RPHM21 is a recently discovered protein encoded by a male-specific mitochondrial genome, and with a putative role in the paternal inheritance of sperm mitochondria in the Manila clam Ruditapes philippinarum, a species characterized by the doubly uniparental inheritance of mitochondria (DUI). The available evidence suggests a viral origin of RPHM21 and supports its activity during spermatogenesis: RPHM21 is progressively accumulated in mitochondria and nuclei of spermatogenic cells, and we hypothesize it can influence mitochondrial inheritance and sexual differentiation.
We propose a testable model that describes how the acquisition of selfish features by a mitochondrial lineage might have been responsible for the emergence of DUI, and for the evolution of separate sexes (gonochorism) from hermaphroditism.

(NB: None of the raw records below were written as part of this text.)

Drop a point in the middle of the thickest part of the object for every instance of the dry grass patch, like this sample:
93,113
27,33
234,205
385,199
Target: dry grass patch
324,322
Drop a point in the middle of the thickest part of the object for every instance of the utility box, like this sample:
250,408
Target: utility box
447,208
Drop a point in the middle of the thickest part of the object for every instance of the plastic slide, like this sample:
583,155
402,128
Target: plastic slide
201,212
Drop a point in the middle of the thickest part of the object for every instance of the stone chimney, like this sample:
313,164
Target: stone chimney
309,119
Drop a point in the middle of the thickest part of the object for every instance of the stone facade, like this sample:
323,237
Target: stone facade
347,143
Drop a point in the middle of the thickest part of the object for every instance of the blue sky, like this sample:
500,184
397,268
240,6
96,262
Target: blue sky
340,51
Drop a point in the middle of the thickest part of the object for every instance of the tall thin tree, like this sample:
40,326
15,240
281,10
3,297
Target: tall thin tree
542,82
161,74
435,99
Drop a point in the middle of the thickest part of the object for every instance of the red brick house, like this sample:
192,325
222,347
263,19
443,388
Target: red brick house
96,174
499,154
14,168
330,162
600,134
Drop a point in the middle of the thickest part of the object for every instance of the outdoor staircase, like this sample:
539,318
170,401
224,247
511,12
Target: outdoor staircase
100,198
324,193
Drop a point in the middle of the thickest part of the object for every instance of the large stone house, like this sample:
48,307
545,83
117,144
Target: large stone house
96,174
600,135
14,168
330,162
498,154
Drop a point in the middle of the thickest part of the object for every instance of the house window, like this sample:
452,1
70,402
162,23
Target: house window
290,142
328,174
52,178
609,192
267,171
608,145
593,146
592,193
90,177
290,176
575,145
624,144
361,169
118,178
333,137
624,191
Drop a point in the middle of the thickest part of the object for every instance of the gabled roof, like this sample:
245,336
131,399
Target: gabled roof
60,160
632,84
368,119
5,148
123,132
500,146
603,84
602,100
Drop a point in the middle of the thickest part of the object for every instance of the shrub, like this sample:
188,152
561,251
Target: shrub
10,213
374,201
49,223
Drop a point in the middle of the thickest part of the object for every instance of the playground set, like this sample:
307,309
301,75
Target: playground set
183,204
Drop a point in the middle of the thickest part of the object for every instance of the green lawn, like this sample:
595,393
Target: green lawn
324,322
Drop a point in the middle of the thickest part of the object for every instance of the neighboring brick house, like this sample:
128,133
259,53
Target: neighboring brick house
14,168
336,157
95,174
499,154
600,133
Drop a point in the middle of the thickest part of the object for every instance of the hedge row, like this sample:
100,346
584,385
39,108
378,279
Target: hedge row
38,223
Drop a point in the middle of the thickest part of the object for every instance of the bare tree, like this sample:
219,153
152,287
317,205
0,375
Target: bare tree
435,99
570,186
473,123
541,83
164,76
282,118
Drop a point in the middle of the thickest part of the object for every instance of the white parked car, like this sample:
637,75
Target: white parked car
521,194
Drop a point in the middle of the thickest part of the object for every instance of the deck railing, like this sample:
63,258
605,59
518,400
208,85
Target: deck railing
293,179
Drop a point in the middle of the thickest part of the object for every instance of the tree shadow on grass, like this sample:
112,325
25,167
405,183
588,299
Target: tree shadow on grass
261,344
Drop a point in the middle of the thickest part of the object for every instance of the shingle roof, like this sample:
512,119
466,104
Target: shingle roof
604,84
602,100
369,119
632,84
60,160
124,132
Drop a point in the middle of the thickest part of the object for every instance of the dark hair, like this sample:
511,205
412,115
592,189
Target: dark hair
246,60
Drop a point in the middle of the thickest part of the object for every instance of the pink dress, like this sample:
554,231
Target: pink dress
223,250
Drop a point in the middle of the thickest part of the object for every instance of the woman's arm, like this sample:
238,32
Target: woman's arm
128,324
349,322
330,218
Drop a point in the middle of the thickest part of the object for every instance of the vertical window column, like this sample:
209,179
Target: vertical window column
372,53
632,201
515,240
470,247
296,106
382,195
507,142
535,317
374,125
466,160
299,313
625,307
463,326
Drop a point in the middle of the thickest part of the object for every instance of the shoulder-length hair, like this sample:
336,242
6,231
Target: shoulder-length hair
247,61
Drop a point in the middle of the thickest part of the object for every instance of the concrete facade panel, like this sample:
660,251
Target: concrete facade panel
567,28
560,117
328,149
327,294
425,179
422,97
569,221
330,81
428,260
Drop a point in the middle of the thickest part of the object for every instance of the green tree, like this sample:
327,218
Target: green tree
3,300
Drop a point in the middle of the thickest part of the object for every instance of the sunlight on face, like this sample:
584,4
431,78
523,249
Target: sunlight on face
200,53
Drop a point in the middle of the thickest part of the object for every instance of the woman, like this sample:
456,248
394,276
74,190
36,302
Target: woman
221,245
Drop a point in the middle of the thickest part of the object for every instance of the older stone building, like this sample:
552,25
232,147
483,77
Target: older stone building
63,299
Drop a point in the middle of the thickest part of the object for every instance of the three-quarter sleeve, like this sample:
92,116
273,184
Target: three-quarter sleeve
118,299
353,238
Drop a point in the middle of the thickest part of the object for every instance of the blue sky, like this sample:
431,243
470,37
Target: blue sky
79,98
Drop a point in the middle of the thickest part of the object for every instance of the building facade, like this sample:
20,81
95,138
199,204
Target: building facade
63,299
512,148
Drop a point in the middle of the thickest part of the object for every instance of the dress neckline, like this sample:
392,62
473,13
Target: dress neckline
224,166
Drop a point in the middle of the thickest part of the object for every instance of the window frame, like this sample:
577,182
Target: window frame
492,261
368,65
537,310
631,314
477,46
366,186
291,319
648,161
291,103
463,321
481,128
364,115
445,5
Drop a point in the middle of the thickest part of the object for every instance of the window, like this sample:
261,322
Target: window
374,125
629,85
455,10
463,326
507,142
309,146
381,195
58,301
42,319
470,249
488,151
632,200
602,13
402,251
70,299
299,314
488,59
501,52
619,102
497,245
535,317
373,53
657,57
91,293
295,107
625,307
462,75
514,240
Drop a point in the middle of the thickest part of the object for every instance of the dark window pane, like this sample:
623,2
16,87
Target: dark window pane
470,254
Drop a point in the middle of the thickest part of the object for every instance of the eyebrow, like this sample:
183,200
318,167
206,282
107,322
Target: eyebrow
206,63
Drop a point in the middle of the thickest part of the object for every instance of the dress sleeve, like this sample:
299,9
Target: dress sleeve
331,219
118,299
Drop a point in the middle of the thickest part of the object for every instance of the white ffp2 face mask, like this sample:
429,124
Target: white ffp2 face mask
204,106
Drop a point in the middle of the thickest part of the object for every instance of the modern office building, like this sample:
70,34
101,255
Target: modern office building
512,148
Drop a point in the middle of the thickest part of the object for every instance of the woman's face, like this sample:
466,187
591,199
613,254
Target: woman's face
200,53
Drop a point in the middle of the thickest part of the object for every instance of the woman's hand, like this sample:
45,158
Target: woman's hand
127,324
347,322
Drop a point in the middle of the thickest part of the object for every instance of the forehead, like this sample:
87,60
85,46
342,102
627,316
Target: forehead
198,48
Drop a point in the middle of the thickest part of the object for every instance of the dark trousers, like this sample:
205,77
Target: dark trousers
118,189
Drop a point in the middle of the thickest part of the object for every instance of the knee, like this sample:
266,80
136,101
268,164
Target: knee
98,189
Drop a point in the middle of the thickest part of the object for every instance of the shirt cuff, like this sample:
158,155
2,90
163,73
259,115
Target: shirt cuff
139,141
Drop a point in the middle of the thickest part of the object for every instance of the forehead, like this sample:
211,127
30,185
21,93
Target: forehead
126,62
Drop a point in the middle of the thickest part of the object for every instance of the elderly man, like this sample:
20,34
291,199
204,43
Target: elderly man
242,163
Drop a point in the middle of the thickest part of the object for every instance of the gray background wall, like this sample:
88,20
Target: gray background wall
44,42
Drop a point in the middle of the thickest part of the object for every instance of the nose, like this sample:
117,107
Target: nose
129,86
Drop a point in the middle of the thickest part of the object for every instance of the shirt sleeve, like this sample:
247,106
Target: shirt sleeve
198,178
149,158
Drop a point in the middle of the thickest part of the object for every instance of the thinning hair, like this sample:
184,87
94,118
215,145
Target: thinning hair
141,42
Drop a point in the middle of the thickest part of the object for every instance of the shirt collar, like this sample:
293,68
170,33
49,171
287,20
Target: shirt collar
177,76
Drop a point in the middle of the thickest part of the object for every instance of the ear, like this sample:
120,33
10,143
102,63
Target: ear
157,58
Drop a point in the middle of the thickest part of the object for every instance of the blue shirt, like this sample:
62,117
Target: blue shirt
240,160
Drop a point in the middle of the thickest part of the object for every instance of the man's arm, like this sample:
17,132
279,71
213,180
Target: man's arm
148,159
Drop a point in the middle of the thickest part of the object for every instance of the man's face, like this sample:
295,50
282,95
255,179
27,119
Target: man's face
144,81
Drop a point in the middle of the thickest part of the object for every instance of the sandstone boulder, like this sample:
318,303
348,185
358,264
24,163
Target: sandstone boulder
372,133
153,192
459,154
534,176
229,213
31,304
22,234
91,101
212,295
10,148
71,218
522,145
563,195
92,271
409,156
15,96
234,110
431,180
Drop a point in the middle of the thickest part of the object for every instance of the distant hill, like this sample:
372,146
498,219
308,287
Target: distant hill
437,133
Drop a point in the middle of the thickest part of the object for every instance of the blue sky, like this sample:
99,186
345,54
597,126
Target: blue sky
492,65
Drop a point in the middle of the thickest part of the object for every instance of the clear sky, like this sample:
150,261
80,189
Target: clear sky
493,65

The appearance of DUI in a species most likely entailed the invasion of at least one selfish element, and the extant DUI systems can be seen as resolved conflicts. It was proposed that hermaphroditism was the ancestral condition of bivalves, and a correlation between DUI and gonochorism was documented. We hypothesize that DUI might have driven the shift from hermaphroditism to gonochorism, with androdioecy as a transition state. The invasion of sex-ratio distorters and the evolution of suppressors can prompt rapid changes among sex-determination mechanisms, and DUI might have been responsible for one of such changes in some bivalve species. If true, DUI would represent the first animal sex-determination system involving mtDNA-encoded proteins.